VIII Triple prueba de la bondad del Mercurio preparado

Toma tu mercurio, preparado con su arsénico, de 7, 8, 9 6 10 águilas, ponlo en un matraz, zulácalo con el luten de sapiencia & colócalo en horno de arena, & permanezca en un calor de sublimación, de modo que ascienda & descienda en el vidrio, hasta coagularse un poco más espeso que la mantequilla; continúa hasta la perfecta coagulación, hasta la blancura de la Luna.

IX Otra prueba

Si con la sal de orina (al agitar el vidrio) se convierte espontáneamente en un polvo blanco impalpable, de modo que el Mercurio no aparece & de nuevo coalesce espontáneamente en forma de seco & cálido como un Mercurio ligero, es suficiente; mejor es, no obstante, si pasa de este modo por el agua de la fuente en forma de partes imperceptibles; pues si el cuerpo está en granos, no se convertirá & separará de este modo en partes diminutas.

X Otro examen

Destila en alambique de vidrio con una cucúrbita de vidrio; si pasa & no deja nada tras de sí, buena es el agua mineral.

XI Extracción del azufre fuera del Mercurio vivo por medio de la separación

Toma tu compuesto corporal & espiritual mezclado, cuyo cuerpo se ha coagulado por la digestión a partir del volátil, & separa al Mercurio de su azufre por medio de un destilador de vidrio, & tendrás la Luna blanca fija, resisten e al agua fuerte, & más pesada que la Luna vulgar.

XII Sol Mágico a partir de esta Luna

A partir de este azufre blanco tendrás, por medio de Vulcano, el azufre flavo, con una operación manual, sol que es el plomo rojo de los filósofos.

XIII Oro potable a partir de este Azufre

Convierte este azufre flavo en aceite rubicundo como sangre, circulando con el menstruo volátil del Mercurio Filosófico; así tendrás una panacea admirable.

IV Conjunción grosera del menstruo con su azufre, para formar la prole del fuego

Toma el Mercurio preparado, purgado, perfectamente obtenido por 7, 8, 9 o diez águilas a lo sumo; mézclalo con el azufre rojo del latón preparado, esto es, dos partes de agua o a lo sumo tres, por una parte de azufre puro, purgado y molido. N. B. Mejor es añadir dos partes por una.

XV Elaboración de la mixtura por una operación manual

Muele esta mixtura minuciosamente sobre el mármol, y luego lava con vinagre & sal amoníaco, hasta que deponga todas las heces negras; entonces lava toda la salsura & acrimonia con agua de la fuente, y luego deseca sobre un cartón limpio, extendiendo de un lugar a otro & agitando con la punta de un cuchillo, hasta una sequedad exquisita.

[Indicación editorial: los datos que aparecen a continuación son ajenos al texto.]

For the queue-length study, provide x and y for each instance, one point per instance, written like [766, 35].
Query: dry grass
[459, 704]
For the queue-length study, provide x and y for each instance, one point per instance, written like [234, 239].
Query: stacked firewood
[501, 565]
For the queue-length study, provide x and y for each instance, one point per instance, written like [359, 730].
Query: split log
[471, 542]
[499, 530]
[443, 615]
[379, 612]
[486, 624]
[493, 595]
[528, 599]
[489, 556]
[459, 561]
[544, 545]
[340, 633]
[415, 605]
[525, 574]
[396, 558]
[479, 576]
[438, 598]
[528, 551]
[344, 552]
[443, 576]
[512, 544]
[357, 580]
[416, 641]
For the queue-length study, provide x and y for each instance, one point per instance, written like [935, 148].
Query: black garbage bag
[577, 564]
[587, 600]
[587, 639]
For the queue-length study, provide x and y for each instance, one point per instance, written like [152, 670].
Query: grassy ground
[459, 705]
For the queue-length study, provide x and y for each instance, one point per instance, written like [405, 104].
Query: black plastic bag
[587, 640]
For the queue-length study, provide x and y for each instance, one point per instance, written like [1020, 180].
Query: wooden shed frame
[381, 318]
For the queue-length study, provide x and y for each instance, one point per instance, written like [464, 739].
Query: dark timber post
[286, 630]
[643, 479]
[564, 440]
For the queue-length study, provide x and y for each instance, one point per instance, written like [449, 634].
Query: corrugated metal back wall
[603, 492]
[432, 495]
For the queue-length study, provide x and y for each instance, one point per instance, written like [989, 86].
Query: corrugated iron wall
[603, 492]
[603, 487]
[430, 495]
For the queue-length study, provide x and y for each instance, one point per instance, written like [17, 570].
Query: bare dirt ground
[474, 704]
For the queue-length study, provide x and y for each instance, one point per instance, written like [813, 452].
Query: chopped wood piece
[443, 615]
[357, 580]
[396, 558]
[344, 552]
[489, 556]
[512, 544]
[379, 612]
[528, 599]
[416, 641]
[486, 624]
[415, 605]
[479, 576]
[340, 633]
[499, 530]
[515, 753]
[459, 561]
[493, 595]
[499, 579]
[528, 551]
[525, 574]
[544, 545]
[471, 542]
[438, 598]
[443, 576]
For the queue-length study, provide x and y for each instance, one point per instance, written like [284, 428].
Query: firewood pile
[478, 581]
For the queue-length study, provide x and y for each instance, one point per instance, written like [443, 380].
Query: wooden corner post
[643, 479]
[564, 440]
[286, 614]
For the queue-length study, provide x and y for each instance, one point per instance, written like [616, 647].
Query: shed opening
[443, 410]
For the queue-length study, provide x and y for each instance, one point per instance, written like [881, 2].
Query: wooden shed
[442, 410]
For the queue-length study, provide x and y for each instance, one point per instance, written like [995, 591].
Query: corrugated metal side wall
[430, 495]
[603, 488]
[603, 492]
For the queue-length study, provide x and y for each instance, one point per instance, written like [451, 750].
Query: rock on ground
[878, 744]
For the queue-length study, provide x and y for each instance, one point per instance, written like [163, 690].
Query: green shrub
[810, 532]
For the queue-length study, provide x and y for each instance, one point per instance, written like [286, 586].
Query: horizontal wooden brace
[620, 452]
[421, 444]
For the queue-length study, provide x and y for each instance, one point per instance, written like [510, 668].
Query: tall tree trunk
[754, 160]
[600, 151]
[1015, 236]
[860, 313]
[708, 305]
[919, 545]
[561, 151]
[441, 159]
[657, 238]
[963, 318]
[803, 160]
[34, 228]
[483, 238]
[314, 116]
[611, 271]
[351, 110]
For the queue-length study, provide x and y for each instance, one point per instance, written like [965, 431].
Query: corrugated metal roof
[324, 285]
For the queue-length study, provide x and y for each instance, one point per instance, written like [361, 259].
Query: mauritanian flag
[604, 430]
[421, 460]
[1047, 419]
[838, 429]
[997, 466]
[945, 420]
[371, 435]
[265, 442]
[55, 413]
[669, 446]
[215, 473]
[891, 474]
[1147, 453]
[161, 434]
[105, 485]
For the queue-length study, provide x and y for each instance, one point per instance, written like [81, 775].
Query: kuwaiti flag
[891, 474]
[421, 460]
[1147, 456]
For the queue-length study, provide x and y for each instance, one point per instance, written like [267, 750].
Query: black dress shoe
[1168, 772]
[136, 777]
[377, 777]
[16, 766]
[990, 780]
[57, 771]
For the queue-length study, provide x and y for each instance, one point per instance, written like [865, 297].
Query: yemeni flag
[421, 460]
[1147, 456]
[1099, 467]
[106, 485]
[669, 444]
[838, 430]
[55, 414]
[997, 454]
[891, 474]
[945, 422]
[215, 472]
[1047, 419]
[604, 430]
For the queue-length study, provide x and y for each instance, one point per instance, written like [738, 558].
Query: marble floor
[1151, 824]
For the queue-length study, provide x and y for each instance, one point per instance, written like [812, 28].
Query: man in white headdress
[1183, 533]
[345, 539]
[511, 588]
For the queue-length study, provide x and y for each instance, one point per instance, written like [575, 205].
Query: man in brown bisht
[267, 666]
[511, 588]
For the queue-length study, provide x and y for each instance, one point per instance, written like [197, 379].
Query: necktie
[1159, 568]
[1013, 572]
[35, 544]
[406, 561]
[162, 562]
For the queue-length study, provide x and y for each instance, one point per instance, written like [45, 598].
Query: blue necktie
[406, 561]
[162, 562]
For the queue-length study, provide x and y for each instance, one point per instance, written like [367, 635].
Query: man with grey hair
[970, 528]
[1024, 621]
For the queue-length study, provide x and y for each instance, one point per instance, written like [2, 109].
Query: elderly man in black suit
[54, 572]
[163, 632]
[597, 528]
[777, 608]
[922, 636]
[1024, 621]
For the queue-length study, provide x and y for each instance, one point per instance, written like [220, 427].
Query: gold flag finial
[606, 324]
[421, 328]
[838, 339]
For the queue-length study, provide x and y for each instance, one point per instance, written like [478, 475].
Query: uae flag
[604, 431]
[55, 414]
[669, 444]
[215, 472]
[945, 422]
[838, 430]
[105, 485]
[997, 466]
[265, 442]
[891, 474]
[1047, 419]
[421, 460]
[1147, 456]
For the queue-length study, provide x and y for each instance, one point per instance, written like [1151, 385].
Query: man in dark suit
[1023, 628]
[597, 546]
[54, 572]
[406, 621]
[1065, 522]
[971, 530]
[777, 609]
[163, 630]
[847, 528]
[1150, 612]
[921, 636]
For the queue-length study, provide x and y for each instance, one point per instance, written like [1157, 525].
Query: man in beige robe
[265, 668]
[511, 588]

XVI Imposición del feto en el huevo filosófico

Seca ya esta mixtura, ponla en un vidrio ovalado, de vidrio perfectamente transparente, del tamaño de un huevo de gallina: que la materia en un vidrio como ése no exceda a dos onzas; sella Herméticamente.

XVII Régimen del fuego

Ten construido un horno, en el que puedas conservar un fuego inmortal; dispón en él un calor de arena de primer grado, en el que el rocío de nuestro compuesto se eleve & circule continuamente a partir de éste, de día & de noche, sin interrupción alguna, & en dicho fuego morirá el cuerpo & se renovará el espíritu, y finalmente se glorificará en un alma nueva, unida a un cuerpo inmortal & incorruptible; así se hará un nuevo cielo.

(*) Nota. Esta obra ha sido traducida directamente del latín, conforme a la muestra facilitada Por Nicolás Lenglet Dufresnoy en su Histoire de la Philosophie Hermétique, (Amsterdam, 1742). El término aéris, es traducido aquí como cobre, igual que LD., pero podría referirse también al aire, de pleno sentido filosófico, si el original fuese aéris. Véase a este respecto el capítulo VI M Introitus: Del aire de los Sabios.